I have a CCR1072 with two 10gig interafces bonded together (LACP, L2 only, mainly for failover).
I noticed that on the server side, one of the interface is down (the RX sid eof the link is at loss), and the server side LACP process also indicates the failing interface.
The interesting thing is, on the Mikrotik side (6.45.1 on both ROS and Routerboard image), nor the interface, nor the LACP indicates there is any problem:
The interface indicates: enabled, running, slave, link ok
The LACP also indicates everything is fine, which is interesting as the MII packets are not going through the faulty interface (0 packets as a matter of fact).
The log is also not indicating anything.
I use Mikrotik SFP modules (S+85DLC03DI). Both interfaces in the LACP group have disabled auto nego and TX/RX flow controls, and the link is fixed at 10gig.
The link monitoring attribute of the bond is MII, and that is the only choice for 802.3ad mode (LACP).
To add to this: the failing interface on the Mikrotik end might be in an UP state because it receives data from the server side, only the Mikrotik → Server direction is at fault, therefor the Mikrotik side does receives the MII frames from the server.

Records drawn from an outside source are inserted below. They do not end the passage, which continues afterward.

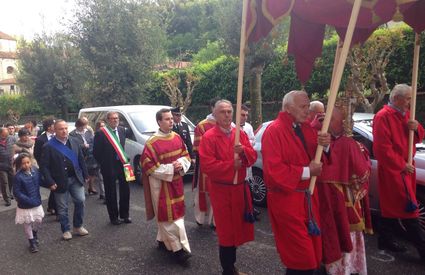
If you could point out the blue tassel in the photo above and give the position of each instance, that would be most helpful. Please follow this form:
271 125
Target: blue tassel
249 217
313 229
411 207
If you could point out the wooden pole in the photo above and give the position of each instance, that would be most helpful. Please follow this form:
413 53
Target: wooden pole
336 82
336 59
415 70
240 79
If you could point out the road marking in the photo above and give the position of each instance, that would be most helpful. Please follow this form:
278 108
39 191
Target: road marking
126 249
264 232
383 257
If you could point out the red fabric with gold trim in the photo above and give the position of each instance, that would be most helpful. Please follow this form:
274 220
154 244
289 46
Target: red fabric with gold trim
164 150
203 180
342 186
227 199
284 157
391 147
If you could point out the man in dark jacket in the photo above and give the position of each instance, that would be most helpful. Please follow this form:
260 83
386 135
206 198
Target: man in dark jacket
64 170
112 169
180 127
6 170
48 133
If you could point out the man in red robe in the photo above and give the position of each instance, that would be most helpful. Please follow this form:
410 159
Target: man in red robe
397 178
231 201
164 161
288 147
343 194
202 205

I am not sure how the MII link monitoring should work, but I suspect that the standard developers were not as stupid to leave this type of a (half sided) fault out of the plan
Mii monitoring works approximately as well as speed (and duplex) auto-negotiation. I.e. it can sometimes fail if connection is marginal … Which opens a question: is there a good reason not to allow autonegotiation on those two links?

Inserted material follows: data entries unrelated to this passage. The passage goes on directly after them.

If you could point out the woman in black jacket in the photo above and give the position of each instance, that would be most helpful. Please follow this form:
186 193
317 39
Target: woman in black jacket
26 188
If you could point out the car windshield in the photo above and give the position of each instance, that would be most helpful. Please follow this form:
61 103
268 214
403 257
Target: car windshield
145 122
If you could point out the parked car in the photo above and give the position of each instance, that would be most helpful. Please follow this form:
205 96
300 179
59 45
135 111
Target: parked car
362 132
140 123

You mean that MII alone is not able to detect outage if only a single direction of a fiber link is affected?
So if I would enable auto nego, then the ethernet port would be able to detect the loss of the RX side loss and get the port state to down?
The LACP group consists of two 10gig fiber links, so I am not sure what would I gain to allow auto nego again (I believe it was not working with that setting by the way).
The whole thing depends heavily on how particular interface vendor implemented MII stuff inside their hardware … But yes, generally speaking fiber modules have no idea about Tx part of the link, they can only detect failing Rx. If autonegotiation process was running, it might detect link failure as the autonegotiation process itself is two-way and the remote end, detecting problems with its Rx (which is this side’s Tx), can signal the peer and this side thus gets some limited feedback. When link properties are manually set, such procedures don’t have to exist.